C’è una doppia ospitalità da sperimentare: quella da concedere, su cui le comunità sono ben “allenate”, e soprattutto quella da chiedere; sono capaci le nostre parrocchie di andare per le strade dei paesi, suonare i campanelli e farsi ospitare nelle case? In questo senso appare evidente come ognuno – sacerdoti, religiosi e laici impegnati – sia in sé stesso rappresentante in toto della comunità.

La riflessione del vescovo

Meditando sul brano della Trasfigurazione di Gesù, il vescovo Claudio ha messo in risalto la capacità richiesta oggi, alla chiesa di Padova, di rimanere in una dimensione di attesa, senza prendere di tirare immediatamente le somme e prendere decisioni in merito al cammino sul futuro della comunità, incentrato sullo strumento di consultazione La parrocchia.
Come Gesù chiede silenzio agli apostoli scendendo dal monte Tabor, così la Diocesi necessita di altro tempo e di un surplus di riflessione per comprendere la chiesa che sarà, il volto della comunità di domani.
Il riferimento del vescovo è certamente al compito che spetta in questi giorni ai vicariati. È lì che il confronto sullo strumento di consultazione sta per approdare, dopo aver attraversato le comunità di base. Il calendario è fitto e, tranne in pochi casi, la gran parte dei vicariati, accompagnati dai vicari episcopali e da membri del consiglio pastorale diocesano, si ritroveranno nelle prossime settimane per mettere a fuoco i due punti dello strumento di consultazione a loro assegnati.

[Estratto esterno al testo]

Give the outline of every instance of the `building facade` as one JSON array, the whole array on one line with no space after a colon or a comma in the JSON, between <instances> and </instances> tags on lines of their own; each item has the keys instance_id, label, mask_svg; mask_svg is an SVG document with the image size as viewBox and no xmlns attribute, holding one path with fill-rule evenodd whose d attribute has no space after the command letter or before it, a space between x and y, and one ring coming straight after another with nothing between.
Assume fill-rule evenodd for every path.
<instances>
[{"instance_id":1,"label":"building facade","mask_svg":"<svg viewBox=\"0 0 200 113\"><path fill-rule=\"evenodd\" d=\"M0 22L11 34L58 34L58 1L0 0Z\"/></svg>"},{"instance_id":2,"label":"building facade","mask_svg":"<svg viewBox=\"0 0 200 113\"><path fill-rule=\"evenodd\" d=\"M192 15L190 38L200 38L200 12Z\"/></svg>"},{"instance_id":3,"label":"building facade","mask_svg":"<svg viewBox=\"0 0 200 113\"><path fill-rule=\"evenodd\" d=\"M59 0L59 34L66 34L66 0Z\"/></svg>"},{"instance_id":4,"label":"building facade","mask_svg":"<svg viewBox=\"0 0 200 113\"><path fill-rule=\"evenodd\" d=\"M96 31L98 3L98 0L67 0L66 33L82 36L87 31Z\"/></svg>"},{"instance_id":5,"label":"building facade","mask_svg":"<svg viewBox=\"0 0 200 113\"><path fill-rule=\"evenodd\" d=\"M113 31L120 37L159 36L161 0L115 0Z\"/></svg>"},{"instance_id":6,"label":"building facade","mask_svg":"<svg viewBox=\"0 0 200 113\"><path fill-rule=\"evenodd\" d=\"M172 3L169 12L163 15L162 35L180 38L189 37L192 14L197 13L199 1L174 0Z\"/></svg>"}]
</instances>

Cambia la geografia dei vicariati 

Sarà l’ultimo, importante atto dei vicariati in questo quinquennio.
In alcuni di essi, in primavera, scatteranno alcune ridefinizioni che ridurranno il numero attuale, 38, a 30. Riceve nuovo impulso un processo iniziato ben prima dell’ottobre 2015, insediamento del vescovo Claudio, a cui la Difesa dedicherà ampio spazio nei prossimi numeri.

L’elemento fondamentale di questa dinamica in atto riguarda la logica pastorale assunta negli anni
«La ridefinizione dei confini dei vicariati – spiega il vicario per la pastorale – coincide con il ripensamento delle nostre scelte e impostazioni pastorali. Ci sono due evidenze, che poi in questi mesi hanno trovato espressione anche nel testo La parrocchia: da un lato la centralità e soggettività di ogni parrocchia, anche se piccola e priva di parroco residente, e la visione, in una prospettiva medio lunga di 10-15 anni, della risorsa di preti disponibili».
Si tratta di un processo in atto, che andrà ultimato anche attraverso i suggerimenti che i vicariati stessi invieranno. «In ogni caso – conclude don Leopoldo Voltan – per i vicariati che si ridefiniscono andiamo verso una revisione di compiti e ruoli, che molto probabilmente andrà visto in un’altra ottica».